Autant a été considérable et persistant l’emploi des banquiers dans les affaires privées, autant a été réduite, au contraire, l’importance de leur intervention directe dans les affaires publiques.

Nous en savons la raison : ils n’étaient pas de ceux qui pouvaient jouir des privilèges de l’association des capitaux, et ne purent, par conséquent pas organiser des institutions analogues à celles de nos grandes sociétés de crédit.

Lorsque les besoins d’argent se faisaient sentir quelque part, dans des proportions anormales, il n’y avait que les magistrats, ou les généraux, enrichis aux dépens des provinces, ou bien des publicains, qui pussent répondre aux grandes nécessités financières ; et nous avons vu qu’il en fut ainsi en Asie, à l’époque de Sylla.

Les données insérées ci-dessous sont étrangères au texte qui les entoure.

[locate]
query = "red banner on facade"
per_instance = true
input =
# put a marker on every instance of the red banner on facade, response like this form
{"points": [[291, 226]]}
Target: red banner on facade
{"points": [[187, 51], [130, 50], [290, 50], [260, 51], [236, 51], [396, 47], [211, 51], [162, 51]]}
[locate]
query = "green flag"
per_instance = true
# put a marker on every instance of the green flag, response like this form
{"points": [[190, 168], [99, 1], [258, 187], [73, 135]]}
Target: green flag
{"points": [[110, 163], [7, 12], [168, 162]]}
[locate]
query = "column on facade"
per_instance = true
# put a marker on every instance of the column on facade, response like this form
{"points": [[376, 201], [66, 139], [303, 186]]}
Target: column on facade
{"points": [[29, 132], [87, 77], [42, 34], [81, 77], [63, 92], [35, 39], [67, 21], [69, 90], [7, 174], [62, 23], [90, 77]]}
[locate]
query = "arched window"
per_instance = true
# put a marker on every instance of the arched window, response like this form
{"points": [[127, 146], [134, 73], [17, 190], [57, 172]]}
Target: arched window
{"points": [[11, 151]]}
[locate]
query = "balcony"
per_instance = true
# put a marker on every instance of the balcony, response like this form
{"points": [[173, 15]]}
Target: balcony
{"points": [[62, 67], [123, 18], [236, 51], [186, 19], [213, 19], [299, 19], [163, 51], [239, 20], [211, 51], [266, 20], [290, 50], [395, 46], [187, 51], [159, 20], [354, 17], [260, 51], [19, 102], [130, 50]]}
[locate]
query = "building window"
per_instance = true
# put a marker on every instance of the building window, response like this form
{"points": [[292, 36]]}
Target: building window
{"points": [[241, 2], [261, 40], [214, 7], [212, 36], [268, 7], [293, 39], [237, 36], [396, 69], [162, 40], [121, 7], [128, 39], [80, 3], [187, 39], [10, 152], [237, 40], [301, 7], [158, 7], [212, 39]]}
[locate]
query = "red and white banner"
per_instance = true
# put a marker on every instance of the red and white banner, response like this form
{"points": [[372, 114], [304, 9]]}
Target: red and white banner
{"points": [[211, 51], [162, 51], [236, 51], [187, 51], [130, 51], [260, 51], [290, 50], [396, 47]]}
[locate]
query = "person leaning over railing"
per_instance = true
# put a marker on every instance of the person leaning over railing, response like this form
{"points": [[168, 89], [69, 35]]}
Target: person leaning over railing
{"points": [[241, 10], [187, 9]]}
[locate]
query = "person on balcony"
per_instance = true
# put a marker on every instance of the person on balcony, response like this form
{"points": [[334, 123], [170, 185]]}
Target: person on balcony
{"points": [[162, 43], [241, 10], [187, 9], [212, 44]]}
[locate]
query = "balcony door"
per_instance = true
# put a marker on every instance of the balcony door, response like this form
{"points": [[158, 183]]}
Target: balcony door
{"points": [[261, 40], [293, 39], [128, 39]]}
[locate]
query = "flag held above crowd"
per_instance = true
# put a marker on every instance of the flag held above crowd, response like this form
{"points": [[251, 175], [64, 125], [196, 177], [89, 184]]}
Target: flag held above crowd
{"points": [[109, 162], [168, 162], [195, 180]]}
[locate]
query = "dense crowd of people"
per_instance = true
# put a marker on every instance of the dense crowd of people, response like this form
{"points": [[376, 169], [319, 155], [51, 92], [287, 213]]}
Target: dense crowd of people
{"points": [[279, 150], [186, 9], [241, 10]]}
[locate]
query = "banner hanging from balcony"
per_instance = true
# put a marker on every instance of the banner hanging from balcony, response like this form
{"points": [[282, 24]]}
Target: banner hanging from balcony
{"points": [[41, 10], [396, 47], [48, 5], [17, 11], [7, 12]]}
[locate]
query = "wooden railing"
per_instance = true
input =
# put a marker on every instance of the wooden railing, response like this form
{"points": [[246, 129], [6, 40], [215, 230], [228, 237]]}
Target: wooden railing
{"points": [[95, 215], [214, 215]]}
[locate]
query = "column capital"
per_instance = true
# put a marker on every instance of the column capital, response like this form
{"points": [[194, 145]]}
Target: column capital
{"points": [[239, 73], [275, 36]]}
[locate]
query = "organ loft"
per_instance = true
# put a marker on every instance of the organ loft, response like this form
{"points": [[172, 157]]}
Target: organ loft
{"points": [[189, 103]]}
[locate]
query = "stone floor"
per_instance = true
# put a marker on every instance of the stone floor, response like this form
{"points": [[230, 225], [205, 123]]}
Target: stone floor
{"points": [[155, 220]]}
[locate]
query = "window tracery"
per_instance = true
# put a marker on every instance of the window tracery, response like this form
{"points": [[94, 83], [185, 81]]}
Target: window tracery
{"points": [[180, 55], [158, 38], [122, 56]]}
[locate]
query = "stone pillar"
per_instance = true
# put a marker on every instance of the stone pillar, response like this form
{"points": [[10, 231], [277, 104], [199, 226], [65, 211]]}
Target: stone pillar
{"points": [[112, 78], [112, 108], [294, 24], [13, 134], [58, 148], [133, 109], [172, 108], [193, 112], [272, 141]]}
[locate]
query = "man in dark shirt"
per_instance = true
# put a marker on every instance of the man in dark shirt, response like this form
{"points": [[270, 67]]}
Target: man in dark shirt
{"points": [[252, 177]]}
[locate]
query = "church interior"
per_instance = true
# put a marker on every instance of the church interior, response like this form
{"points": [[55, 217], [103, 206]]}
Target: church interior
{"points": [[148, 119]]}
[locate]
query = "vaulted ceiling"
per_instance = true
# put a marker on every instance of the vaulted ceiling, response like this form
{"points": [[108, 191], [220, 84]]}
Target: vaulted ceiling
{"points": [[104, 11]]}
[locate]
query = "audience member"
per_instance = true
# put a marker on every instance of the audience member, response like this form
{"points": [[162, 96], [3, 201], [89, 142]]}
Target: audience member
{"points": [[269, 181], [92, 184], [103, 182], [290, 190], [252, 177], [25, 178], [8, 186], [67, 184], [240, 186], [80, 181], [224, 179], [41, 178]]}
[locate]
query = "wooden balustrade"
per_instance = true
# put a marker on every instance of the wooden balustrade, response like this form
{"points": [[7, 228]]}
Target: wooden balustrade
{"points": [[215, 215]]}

Ce sera Gabinius, le fils d’un fortissimus et maximus publicanus, ayant lui-même, magnas partes publicorum ; ce sera Rabirius et bien d’autres inconnus, enrichis dans des conditions plus ou moins avouables, qui trafiqueront des trônes de l’Orient, et avec qui les rois négocieront des emprunts, mais non les banquiers de profession.

Ce sera Pompée, « le grand Pompée, qui fut longtemps le chef de l’ordre équestre, sorte d’Harpagon conquérant, se servant d’un prête-nom, qui était le chevalier romain Cluvius, de Pouzzoles, pour pressurer les peuples et les rois qui lui devaient leur couronne… Trente-trois talents ne suffisaient pas à payer les intérêts mensuels des sommes que l’infortuné roi de Cappadoce avait empruntées à leur protecteur[590]. » Nous avons vu comment Brutus employait la cavalerie romaine pour se faire rembourser les prêts par lui faits aux villes ; comment Cicéron lui-même s’est laissé aller quelquefois à seconder des opérations criminelles, que les mœurs semblaient autoriser. Il résulte de la correspondance avec Atticus, qu’à la prière de ce dernier, dérogeant à ses principes d’honnêteté naturelle, il fit nommer préfets Scaptius et Gavius, prête-noms de Brutus, et les agents de ses indignes trafics avec le roi de Cappadoce.

[590] Belot, Hist. des chevaliers, loc. cit.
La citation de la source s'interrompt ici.